La mujer sonrió y Suth se quedó mirándola durante un instante. Era guapa, se dijo, mientras sentía un escalofrío por la espalda. Detrás de ella había un carrito de bordes dorados que transportaba dos maletas de acero liviano.

Enfrentó el reloj con el foco yuxtapuesto y entró en el ascensor.

Las puertas se cerraron. Notó el tirón del cable. El recubrimiento de las paredes del ascensor era de baquelita gris, con múltiples desconchados de bordes geográficos. Al lado de la botonera, junto al piso trece, había una A con el círculo anarquista que alguien había dibujado con una navaja. En el suelo había dos papeles arrugados.

Miró hacia el espejo del elevador, y lo que vio no le gustó demasiado. Ojeras, cansancio, un traje gris arrugado con brillos inoportunos por el desgaste.

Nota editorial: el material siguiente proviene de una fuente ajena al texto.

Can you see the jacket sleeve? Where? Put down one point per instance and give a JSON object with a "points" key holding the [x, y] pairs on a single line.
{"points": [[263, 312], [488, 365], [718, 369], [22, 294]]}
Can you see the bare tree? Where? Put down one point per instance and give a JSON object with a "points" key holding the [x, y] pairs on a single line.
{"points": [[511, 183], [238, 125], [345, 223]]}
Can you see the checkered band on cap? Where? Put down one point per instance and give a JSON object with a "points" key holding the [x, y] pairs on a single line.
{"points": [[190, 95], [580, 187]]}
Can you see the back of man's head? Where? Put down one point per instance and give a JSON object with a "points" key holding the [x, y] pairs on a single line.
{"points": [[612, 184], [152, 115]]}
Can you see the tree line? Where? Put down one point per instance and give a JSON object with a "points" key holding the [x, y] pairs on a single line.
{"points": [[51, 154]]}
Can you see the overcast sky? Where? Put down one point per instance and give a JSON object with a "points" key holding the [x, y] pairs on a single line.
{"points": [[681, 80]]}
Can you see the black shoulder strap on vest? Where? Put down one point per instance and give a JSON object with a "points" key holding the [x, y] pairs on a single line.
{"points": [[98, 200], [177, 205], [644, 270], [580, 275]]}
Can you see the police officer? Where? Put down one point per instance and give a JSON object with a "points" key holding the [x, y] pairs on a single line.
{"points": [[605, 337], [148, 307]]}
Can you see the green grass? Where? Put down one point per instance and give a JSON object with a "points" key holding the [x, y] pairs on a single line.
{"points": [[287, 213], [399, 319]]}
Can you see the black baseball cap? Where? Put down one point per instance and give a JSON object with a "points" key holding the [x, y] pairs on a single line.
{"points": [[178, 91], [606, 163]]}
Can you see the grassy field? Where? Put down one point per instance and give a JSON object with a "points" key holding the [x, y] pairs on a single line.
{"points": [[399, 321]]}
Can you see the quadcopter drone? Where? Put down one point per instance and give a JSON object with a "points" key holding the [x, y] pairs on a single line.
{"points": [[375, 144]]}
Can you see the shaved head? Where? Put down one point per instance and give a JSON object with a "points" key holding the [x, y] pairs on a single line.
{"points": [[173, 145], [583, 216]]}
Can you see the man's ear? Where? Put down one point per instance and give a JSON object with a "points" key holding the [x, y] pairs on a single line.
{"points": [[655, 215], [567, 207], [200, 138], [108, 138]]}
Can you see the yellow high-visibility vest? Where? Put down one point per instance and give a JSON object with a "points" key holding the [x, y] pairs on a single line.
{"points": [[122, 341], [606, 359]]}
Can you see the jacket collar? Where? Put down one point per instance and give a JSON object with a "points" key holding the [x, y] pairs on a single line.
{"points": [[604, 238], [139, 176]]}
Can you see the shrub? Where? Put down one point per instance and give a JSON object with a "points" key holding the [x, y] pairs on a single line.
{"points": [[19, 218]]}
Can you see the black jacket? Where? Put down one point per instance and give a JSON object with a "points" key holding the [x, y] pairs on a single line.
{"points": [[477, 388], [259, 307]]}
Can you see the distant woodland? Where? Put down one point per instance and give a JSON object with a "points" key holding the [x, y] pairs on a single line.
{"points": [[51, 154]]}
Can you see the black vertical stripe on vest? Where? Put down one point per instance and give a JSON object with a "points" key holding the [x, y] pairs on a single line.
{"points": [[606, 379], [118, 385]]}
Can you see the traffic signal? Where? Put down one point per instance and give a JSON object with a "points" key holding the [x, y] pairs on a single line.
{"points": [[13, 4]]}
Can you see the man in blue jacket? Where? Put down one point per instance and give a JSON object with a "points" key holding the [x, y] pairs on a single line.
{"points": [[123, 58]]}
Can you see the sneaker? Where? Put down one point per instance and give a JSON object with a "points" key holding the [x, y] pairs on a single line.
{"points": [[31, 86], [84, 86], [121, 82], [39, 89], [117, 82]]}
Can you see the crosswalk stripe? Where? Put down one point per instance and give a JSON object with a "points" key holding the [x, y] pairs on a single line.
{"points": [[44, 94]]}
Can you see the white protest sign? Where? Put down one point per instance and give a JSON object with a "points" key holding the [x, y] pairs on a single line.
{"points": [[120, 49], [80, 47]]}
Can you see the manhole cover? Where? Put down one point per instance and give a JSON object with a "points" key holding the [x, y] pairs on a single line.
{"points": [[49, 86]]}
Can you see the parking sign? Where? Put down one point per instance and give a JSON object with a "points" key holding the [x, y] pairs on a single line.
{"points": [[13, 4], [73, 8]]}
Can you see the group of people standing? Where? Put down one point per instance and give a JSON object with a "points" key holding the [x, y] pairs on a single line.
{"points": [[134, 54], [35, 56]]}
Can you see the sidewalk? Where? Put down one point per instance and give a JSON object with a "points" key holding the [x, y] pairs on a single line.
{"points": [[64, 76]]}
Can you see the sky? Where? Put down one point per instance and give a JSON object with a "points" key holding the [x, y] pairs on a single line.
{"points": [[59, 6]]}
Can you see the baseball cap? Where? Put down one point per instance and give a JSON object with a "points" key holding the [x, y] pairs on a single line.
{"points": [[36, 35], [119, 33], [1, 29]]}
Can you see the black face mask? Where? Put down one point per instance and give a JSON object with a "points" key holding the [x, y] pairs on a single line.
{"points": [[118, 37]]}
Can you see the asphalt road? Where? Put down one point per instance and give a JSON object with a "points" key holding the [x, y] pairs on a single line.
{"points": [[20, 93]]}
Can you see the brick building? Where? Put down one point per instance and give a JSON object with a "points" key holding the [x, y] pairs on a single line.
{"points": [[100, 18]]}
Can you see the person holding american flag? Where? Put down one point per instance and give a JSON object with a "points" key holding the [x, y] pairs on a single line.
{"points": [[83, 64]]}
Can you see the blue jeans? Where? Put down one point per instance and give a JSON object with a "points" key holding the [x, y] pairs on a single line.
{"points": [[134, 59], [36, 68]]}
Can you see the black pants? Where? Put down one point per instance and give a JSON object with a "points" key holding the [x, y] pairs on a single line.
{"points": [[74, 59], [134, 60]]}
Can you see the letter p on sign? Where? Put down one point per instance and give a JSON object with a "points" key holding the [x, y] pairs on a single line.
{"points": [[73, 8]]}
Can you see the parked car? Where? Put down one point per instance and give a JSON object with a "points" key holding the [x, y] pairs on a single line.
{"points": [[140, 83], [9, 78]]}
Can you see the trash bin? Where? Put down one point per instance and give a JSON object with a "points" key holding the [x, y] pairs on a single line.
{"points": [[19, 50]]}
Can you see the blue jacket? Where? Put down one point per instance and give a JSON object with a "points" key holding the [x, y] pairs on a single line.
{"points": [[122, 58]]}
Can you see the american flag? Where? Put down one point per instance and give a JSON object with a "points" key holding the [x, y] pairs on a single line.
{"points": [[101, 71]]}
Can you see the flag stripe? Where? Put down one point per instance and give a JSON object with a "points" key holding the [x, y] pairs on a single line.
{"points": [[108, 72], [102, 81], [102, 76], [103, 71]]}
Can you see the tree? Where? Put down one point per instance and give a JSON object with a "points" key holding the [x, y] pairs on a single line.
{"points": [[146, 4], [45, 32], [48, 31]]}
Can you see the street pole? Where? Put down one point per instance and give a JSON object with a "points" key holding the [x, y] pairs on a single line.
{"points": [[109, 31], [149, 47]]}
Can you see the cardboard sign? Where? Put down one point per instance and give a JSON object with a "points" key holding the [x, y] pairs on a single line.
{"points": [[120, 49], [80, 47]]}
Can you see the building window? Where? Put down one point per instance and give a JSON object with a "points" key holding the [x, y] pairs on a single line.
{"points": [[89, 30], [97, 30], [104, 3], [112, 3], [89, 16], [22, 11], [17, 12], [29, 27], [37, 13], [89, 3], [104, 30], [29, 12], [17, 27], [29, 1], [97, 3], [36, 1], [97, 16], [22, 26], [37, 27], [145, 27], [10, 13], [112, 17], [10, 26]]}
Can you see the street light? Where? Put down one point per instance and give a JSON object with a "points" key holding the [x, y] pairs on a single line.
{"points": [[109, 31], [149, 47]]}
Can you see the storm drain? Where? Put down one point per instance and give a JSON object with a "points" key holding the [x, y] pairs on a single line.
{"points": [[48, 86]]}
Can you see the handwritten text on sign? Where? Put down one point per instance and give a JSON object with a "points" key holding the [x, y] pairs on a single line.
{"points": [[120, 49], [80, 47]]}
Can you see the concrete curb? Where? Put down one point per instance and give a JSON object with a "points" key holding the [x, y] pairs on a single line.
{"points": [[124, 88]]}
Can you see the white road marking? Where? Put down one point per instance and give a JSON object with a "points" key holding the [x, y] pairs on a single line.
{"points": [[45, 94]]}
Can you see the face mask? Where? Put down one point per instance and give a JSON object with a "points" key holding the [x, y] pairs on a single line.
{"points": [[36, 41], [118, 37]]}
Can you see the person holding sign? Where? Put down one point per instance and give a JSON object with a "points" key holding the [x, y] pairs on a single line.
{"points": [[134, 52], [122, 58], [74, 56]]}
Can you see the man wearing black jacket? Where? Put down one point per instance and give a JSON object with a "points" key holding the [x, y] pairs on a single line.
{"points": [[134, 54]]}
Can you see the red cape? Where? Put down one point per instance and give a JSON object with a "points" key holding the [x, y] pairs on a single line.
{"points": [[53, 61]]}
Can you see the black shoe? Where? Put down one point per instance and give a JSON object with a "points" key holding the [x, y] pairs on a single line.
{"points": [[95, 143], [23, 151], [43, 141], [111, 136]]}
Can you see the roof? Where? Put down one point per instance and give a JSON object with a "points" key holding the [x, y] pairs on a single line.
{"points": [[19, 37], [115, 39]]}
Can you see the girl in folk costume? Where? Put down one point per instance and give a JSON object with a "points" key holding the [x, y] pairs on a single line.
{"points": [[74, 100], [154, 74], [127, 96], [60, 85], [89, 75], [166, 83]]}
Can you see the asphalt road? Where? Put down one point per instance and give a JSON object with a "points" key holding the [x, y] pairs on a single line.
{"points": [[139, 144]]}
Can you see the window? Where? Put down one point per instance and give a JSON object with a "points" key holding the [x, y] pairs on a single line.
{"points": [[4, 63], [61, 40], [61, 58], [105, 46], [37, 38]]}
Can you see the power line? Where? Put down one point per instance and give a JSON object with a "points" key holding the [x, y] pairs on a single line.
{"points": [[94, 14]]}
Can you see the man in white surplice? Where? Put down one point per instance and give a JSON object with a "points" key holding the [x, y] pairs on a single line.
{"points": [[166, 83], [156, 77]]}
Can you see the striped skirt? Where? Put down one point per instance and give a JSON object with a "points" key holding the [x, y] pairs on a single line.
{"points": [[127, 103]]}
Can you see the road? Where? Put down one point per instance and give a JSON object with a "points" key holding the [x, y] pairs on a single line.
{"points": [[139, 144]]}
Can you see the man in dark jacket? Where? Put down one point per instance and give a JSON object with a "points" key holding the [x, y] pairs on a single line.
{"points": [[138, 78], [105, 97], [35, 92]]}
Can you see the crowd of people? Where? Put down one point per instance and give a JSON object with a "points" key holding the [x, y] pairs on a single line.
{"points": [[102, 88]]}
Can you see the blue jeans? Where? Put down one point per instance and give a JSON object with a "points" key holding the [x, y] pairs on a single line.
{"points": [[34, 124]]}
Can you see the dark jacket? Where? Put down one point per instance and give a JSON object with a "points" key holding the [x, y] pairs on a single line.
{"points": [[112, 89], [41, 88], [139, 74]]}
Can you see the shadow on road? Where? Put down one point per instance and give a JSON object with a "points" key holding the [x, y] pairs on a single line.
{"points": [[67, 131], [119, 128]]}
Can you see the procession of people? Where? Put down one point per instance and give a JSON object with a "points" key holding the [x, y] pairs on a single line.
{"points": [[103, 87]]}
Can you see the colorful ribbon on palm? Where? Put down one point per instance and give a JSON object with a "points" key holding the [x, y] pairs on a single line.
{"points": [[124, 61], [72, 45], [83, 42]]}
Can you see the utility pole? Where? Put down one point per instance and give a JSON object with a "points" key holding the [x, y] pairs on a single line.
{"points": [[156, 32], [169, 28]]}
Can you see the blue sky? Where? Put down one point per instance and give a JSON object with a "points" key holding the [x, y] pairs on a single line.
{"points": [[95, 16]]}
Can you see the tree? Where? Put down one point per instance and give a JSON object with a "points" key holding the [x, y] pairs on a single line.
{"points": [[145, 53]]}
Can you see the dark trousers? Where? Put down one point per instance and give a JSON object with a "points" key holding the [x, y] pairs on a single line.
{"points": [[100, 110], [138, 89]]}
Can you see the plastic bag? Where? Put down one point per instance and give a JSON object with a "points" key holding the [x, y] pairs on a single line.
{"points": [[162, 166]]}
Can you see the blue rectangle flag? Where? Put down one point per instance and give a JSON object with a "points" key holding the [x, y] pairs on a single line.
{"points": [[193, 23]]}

Se ajustó el nudo de la corbata, aunque el calor era intenso. El ascensor traqueteaba en cada piso y subía muy despacio. Lo conocía bien, pues durante toda la semana lo había utilizado diariamente, ya que su madre permanecía ingresada en ese hospital. Sólo él la visitaba, su única familia. No le habían dado esperanzas. Podría morir en cualquier momento, pero al menos estaba en un coma sereno. A sus treinta y dos años se quedaría definitivamente huérfano. Era una certeza, quizá la única que tenía sobre su futuro en este momento. Hoy se había complicado todo más, pero habría que resistir.

Suth miró a la mujer que le acompañaba en el ascensor. El uniforme azul de la empresa de limpieza le hacía parecer más joven, pero ya rondaría los sesenta. Su rostro traslucía un hastío crónico.

Llegaron al piso decimoquinto. Dejó pasar a la mujer, que recogió los papeles del suelo antes de salir, y marchó al otro extremo del corredor, arrastrando el carrito de la limpieza. Suth recorrió el pasillo que tan bien conocía. Fue revisando las placas de las habitaciones: 1507, 1508, 1509, 1510. Había llegado.

Pero, durante un segundo, antes de atravesar la puerta, tuvo el convencimiento de que mientras viviera en Farqh y contara con la protección del Simurg, la vida nunca le derribaría.